Loving You's the Right Thing to Do

But how? Right now? How do you love in the time of social distancing?

Coronavirus is on everyone's mind this moment. I try to stop thinking about it but it sneaks back in. What am I doing? Is it the right thing to do?

Thursday evening, I stopped at a grocery store on my way home from work. Of course, it was packed. I have my annoyances with any crowds, but that was all I thought of it until i got into the checkout line. "What are we doing?" I thought to myself. We've cancelled so many events, but here we are, brushing by each other down crowded aisles. Did we all really need something right then? I was low on a few things, but I could have gone home without absolutely needing anything that evening. And it was a grocery store in the affluent Galleria area of Houston---were any of these people back from recent trips anywhere "hot"?
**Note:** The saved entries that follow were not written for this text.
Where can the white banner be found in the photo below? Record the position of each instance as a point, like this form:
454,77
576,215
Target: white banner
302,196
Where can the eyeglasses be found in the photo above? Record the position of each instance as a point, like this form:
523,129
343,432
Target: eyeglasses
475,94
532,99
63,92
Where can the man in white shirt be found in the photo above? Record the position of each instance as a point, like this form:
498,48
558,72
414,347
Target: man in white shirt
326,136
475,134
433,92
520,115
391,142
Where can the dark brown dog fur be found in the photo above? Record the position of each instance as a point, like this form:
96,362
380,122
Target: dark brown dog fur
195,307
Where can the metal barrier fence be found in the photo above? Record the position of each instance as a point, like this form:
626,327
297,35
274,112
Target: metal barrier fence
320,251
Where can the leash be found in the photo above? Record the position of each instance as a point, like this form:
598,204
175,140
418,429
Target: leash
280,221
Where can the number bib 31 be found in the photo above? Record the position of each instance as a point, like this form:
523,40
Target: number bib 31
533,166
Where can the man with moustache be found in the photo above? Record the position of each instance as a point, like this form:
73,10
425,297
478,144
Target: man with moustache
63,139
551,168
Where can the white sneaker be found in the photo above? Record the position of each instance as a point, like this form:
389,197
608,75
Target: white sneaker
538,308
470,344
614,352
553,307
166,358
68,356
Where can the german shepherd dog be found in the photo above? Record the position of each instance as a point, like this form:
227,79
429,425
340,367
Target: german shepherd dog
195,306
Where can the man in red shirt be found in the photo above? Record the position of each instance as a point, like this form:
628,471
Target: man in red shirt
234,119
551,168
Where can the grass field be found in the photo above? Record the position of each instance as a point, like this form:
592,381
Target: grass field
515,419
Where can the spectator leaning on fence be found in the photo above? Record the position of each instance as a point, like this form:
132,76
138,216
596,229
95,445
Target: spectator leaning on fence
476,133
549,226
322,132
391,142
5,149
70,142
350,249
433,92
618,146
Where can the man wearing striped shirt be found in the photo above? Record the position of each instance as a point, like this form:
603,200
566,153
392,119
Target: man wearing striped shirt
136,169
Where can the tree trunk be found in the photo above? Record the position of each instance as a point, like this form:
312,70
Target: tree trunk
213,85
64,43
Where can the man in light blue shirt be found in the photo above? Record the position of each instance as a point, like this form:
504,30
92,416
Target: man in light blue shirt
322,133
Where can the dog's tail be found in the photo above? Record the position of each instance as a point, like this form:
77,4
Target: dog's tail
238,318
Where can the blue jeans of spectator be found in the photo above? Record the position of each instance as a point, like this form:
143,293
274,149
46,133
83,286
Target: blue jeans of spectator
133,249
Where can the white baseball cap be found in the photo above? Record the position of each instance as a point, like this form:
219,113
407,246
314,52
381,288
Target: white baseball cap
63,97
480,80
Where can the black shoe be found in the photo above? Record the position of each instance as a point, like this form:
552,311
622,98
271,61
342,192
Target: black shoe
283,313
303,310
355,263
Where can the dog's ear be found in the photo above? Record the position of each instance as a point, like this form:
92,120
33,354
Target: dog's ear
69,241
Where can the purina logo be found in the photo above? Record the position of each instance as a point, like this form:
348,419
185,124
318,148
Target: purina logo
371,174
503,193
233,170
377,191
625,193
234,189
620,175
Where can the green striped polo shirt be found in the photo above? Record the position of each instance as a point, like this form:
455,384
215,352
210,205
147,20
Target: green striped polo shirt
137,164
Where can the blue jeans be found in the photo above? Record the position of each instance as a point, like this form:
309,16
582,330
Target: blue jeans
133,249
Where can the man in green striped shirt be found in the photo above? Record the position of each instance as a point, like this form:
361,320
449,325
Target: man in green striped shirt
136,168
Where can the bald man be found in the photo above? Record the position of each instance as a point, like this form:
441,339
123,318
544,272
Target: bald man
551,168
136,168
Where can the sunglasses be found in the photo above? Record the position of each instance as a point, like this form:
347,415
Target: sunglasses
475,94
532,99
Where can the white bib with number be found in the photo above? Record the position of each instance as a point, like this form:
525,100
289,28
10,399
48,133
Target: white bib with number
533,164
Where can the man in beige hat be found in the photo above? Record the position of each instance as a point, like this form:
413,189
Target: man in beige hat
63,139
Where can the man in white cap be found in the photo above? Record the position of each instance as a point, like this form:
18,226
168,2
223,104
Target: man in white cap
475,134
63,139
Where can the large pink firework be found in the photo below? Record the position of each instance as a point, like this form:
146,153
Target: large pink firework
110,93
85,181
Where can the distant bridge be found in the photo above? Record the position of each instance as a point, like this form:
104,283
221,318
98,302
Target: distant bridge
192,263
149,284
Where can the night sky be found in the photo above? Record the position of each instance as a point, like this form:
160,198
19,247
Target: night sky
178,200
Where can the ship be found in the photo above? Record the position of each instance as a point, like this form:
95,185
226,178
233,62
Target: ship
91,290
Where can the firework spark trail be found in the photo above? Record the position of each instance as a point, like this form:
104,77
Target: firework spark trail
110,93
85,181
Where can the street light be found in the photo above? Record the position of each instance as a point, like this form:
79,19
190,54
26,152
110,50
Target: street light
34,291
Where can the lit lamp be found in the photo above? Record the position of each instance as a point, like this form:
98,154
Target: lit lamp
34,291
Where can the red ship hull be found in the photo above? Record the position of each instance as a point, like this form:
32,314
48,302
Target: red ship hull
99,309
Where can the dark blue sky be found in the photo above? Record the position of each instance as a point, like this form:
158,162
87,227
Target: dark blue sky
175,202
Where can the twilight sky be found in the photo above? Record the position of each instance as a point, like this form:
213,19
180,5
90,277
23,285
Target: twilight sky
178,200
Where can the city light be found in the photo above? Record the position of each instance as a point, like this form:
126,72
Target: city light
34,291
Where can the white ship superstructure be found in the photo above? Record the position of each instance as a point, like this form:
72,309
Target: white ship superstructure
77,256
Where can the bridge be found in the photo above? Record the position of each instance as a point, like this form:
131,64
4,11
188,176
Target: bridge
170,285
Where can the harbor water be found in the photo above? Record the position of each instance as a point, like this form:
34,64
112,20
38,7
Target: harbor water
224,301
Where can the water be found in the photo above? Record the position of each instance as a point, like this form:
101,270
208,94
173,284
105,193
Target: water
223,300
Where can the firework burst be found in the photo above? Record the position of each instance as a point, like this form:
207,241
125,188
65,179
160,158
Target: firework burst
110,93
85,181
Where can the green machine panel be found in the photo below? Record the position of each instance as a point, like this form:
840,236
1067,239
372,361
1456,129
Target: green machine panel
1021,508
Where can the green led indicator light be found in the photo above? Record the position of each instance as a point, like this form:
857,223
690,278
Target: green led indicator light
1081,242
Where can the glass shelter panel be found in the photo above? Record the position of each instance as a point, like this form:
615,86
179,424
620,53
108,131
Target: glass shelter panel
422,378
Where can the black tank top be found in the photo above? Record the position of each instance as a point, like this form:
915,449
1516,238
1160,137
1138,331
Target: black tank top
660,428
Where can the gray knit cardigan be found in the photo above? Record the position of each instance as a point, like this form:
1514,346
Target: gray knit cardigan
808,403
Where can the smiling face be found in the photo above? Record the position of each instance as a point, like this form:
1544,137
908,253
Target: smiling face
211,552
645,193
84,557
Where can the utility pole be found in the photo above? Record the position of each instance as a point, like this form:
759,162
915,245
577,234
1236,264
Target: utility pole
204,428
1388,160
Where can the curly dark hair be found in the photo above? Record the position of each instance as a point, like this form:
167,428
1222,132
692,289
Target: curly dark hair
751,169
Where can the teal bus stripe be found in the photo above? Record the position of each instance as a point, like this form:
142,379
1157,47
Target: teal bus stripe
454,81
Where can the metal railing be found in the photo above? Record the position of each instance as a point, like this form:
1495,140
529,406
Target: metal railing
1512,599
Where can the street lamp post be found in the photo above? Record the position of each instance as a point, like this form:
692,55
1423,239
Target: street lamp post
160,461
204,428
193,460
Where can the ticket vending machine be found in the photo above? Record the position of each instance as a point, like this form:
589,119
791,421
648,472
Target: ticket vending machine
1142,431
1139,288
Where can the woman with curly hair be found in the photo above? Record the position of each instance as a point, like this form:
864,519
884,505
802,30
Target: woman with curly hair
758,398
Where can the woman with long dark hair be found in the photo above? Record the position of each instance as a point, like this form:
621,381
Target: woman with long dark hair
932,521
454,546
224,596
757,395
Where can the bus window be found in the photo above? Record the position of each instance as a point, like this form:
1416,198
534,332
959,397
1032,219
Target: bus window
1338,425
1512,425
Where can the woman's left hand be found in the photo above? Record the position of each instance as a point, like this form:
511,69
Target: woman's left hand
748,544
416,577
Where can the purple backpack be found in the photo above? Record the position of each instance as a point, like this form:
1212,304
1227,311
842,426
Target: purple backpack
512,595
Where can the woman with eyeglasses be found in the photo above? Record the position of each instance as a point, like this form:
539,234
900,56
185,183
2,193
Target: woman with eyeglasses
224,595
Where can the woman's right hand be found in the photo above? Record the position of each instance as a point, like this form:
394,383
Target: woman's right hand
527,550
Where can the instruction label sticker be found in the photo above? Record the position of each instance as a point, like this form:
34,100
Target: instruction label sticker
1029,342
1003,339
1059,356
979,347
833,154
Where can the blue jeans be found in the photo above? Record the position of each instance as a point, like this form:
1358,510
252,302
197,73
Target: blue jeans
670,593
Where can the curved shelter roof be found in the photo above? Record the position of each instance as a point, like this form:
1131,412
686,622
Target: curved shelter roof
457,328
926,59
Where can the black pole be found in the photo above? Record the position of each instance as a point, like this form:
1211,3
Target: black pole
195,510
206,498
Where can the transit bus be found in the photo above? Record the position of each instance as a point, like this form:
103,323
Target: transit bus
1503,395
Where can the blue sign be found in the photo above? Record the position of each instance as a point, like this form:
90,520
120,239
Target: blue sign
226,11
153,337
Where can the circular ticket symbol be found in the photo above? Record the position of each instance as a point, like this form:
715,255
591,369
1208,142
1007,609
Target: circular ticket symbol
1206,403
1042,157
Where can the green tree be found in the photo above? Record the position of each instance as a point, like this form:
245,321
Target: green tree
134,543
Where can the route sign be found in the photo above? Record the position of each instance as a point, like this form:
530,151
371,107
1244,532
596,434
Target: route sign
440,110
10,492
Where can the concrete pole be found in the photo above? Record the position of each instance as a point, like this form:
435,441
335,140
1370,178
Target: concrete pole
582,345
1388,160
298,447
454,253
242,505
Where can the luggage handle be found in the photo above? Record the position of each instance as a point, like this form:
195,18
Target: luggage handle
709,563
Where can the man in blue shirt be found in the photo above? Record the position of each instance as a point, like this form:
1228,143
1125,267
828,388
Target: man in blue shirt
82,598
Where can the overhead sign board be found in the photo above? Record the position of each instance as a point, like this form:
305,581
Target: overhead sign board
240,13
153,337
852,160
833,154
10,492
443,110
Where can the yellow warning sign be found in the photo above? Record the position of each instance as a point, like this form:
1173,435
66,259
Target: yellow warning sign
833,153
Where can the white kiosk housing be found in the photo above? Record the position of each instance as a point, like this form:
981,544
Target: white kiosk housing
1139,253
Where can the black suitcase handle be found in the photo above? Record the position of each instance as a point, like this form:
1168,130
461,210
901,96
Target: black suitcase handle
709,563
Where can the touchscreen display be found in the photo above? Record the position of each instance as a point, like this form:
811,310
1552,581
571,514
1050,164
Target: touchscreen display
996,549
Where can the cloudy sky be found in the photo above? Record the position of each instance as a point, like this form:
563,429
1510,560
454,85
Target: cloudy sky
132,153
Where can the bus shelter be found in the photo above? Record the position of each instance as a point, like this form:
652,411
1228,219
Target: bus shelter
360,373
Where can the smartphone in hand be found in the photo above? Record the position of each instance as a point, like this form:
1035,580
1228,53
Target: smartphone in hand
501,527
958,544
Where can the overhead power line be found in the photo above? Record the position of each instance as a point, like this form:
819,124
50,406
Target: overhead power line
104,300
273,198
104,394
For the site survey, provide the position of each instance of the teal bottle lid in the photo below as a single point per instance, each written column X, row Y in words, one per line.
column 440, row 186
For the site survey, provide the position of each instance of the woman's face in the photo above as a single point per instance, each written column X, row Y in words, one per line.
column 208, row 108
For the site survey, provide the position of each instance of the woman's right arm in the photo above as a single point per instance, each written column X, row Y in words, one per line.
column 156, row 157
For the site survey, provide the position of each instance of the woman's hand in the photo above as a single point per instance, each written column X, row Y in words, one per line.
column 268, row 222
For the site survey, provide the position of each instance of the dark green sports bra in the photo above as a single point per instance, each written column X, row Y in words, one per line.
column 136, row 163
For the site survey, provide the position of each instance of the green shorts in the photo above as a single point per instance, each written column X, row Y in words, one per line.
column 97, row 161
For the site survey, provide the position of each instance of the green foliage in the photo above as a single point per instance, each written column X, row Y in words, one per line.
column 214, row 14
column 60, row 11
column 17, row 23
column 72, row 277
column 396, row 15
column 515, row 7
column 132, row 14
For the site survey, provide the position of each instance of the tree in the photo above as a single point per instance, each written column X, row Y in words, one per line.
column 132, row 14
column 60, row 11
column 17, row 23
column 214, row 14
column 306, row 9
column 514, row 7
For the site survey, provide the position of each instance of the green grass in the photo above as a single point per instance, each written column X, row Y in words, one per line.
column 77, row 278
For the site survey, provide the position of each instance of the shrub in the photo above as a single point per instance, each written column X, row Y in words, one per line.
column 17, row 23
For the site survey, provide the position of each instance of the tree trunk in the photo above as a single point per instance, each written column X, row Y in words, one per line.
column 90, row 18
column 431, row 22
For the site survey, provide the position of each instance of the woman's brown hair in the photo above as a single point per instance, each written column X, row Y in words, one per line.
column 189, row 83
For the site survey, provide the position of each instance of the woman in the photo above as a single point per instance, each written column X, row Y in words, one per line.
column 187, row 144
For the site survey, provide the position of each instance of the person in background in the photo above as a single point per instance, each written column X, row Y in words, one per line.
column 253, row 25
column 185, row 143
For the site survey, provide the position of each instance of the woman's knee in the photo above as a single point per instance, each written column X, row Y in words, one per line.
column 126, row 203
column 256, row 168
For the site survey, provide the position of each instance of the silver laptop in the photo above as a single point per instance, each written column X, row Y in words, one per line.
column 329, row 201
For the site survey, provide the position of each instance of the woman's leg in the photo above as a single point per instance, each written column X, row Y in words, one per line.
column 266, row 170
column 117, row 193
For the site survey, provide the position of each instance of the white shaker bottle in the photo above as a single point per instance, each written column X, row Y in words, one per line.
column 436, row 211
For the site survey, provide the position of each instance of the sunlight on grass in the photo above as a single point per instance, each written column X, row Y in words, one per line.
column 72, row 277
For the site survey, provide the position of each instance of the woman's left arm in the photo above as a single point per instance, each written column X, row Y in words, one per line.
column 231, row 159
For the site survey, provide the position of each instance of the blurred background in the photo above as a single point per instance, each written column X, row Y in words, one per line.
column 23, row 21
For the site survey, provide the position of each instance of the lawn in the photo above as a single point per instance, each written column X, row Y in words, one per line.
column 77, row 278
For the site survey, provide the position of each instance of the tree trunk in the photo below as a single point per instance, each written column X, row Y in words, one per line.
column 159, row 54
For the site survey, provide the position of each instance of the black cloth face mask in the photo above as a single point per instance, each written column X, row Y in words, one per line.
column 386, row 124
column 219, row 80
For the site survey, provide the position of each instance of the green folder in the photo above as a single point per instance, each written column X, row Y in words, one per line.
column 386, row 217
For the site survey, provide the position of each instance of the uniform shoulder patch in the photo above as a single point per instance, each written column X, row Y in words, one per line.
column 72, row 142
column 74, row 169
This very morning, we opened a show, a play. The theater, one of the few who haven't cancelled performances, listed all the predictions they are taking and then left it up to the audience members if they wanted to come see us. I don't know if anyone in the cast had misgivings---we have been having a great deal of fun with the production, and we were ready to share it with an audience. Furthermore, it is nothing but fun, nothing but loud, boisterous silliness that in a way, I'm sure, was a respite to the small audience we had. (And they all responsibly sat with distance between them.) I felt good about offering that respite.

And ever since, I've wondered if we did the right thing. There are moments in the show when we, the cast, are all in very close proximity to one another. At one moment, the thought sneaked in---should we be doing this? 

Where have my cast mates been? Where have I been? Am I incubating anything from my grocery run that I've now passed on to the cast?

How can we know? I suppose if any of us come down with fever and a dry cough. That's when we'll know.

I despise how I'm thinking about this. I'm generally not a germophobe. I wash my hands regularly and otherwise try to practice good hygiene, but I'm usually not this conscious of the possibility of a germ. I'll eat a dropped M&M off the floor but should I be touching this table in a public place?

My church has cancelled services for two weeks. Tomorrow morning, I'll get up pray virtually, online, at a safe social distance with whoever else logs into my church's live stream. It will not be the same. I will miss singing in a congregation, the singing that I always call "breathing together."

Should we be breathing together?

Some of my atheist friends are mocking the notion of prayer and I will admit to not knowing how to pray right now. Other than not in close proximity. I don't belong to a brand of Christianity that wants to say we're protected from a virus "in Jesus' name." I know we're not. The rain falls on the just and unjust. But how then should we pray?

Love is the answer, it's the how of it that is getting to me. It's a question I used to ask in church committee meetings. "How do we love our community right now?"

Lord have mercy, but it is the farthest thing from clear to me right now.